This seminar focused on the events leading to ASEAN's founding and regional cooperation for economic development, depicting the difficulties facing the founding countries of ASEAN and the urgent need for collective survival and stability, outlining the aims and purposes of regional cooperation for Southeast Asia as a geographical concept. These were primary preoccupations of the leaders of Southeast Asian nations. It was for them to make the choice regarding the type of regional association to be established that would endure the storms brewing over the Pacific and the Indian Oceans at the time. Peace, progress and prosperity were the key words that inspired the ASEAN countries to come together setting aside their bitter experiences and searching for better ways to survive in peace and harmony, each member making valuable contributions to the collectivity of the ASEAN community.

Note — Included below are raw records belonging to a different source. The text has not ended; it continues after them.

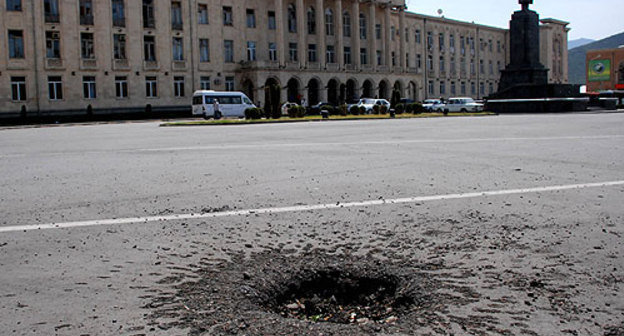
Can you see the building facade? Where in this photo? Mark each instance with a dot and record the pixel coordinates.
(73, 56)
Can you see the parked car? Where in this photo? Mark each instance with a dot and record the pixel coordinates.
(429, 104)
(368, 104)
(463, 104)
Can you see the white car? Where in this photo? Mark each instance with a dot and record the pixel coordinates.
(463, 104)
(368, 104)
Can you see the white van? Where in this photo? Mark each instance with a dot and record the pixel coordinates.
(231, 104)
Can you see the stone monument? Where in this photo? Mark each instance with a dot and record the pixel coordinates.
(524, 82)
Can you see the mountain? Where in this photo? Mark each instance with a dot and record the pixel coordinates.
(579, 42)
(576, 56)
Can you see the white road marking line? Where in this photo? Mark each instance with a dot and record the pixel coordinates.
(300, 208)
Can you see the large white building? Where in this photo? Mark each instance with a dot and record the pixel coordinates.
(64, 56)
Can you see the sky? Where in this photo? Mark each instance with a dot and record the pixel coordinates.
(594, 19)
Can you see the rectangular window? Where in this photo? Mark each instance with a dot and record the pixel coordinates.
(204, 83)
(312, 53)
(18, 88)
(330, 54)
(121, 87)
(202, 14)
(53, 44)
(149, 19)
(55, 88)
(14, 5)
(204, 50)
(16, 44)
(149, 48)
(251, 18)
(151, 87)
(229, 83)
(176, 16)
(119, 46)
(271, 22)
(178, 49)
(178, 86)
(251, 51)
(88, 87)
(86, 12)
(87, 46)
(228, 20)
(51, 11)
(228, 51)
(272, 52)
(292, 52)
(119, 15)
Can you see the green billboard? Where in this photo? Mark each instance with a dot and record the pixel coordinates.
(599, 71)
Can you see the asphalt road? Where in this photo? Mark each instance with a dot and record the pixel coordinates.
(552, 209)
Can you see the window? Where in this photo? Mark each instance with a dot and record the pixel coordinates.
(88, 87)
(251, 18)
(330, 54)
(149, 19)
(202, 14)
(346, 24)
(228, 20)
(121, 87)
(271, 22)
(55, 88)
(178, 86)
(362, 27)
(176, 16)
(14, 5)
(151, 87)
(229, 83)
(311, 21)
(347, 55)
(292, 52)
(18, 88)
(149, 48)
(251, 51)
(204, 50)
(292, 19)
(329, 22)
(178, 49)
(51, 11)
(119, 46)
(228, 50)
(16, 44)
(53, 44)
(119, 16)
(86, 12)
(312, 53)
(204, 83)
(87, 46)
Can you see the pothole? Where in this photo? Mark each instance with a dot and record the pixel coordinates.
(337, 296)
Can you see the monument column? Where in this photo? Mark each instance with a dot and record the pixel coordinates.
(373, 35)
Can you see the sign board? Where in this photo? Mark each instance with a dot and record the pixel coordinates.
(599, 71)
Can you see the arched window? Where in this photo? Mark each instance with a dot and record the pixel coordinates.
(292, 18)
(346, 24)
(362, 27)
(311, 21)
(329, 22)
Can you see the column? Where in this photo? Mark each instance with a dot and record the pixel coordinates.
(279, 21)
(402, 38)
(320, 30)
(339, 33)
(386, 28)
(373, 35)
(355, 20)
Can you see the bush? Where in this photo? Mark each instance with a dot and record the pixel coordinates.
(354, 110)
(254, 113)
(296, 111)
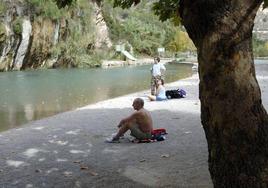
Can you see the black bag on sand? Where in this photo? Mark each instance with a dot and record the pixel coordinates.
(175, 94)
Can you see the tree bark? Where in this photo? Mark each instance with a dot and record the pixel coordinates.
(233, 117)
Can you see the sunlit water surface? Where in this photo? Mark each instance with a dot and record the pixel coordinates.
(32, 95)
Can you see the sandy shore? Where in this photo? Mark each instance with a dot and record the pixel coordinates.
(68, 150)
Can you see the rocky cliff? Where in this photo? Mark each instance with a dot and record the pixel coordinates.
(36, 36)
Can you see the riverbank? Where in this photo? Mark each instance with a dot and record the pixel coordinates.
(68, 150)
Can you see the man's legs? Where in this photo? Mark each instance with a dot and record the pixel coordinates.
(153, 86)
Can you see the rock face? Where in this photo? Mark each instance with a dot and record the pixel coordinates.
(31, 40)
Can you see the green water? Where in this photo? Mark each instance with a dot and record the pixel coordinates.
(32, 95)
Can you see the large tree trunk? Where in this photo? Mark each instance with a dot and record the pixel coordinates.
(234, 120)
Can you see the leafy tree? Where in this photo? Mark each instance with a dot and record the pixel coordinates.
(181, 42)
(234, 119)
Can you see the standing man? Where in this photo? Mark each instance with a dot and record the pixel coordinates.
(157, 72)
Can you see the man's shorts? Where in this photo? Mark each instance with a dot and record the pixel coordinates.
(137, 133)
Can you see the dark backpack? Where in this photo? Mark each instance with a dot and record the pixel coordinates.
(175, 93)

The formation of ASEAN itself was of historic significance, preceded by an official visit of the Foreign Minister of Thailand to Singapore, Malaysia, Indonesia and the Philippines, to consult on a draft constitutive instrument that was to launch the Association of Southeast Asian Nations in Bangkok on 8th August 1967, following a two-day meeting of the drafting committee at Laem Than, Bang Saen, to adopt the draft joint communique, to be formally known as the ASEAN Declaration for the Bangkok Declaration. This simple joint communique was to become the constitution of ASEAN until the adoption of a more comprehensive instrument, the ASEAN Charter, after four decades of vibrant existence. ASEAN has grown from the original five members, Indonesia, Malaysia, the Philippines, Singapore and Thailand, to today's ASEAN of ten with the successive addition of Brunei Darussalam, Vietnam, Myanmar, Laos and Cambodia.
Many historic events have taken place in the past forty three years of ASEAN, but the lecture was limited to the early years of ASEAN as it struggled to earn recognition as a viable regional grouping of like-minded Southeast Asian peoples, mentioning but a few of ASEAN's early achievements to strengthen ASEAN solidarity and reinforce ASEAN resilience.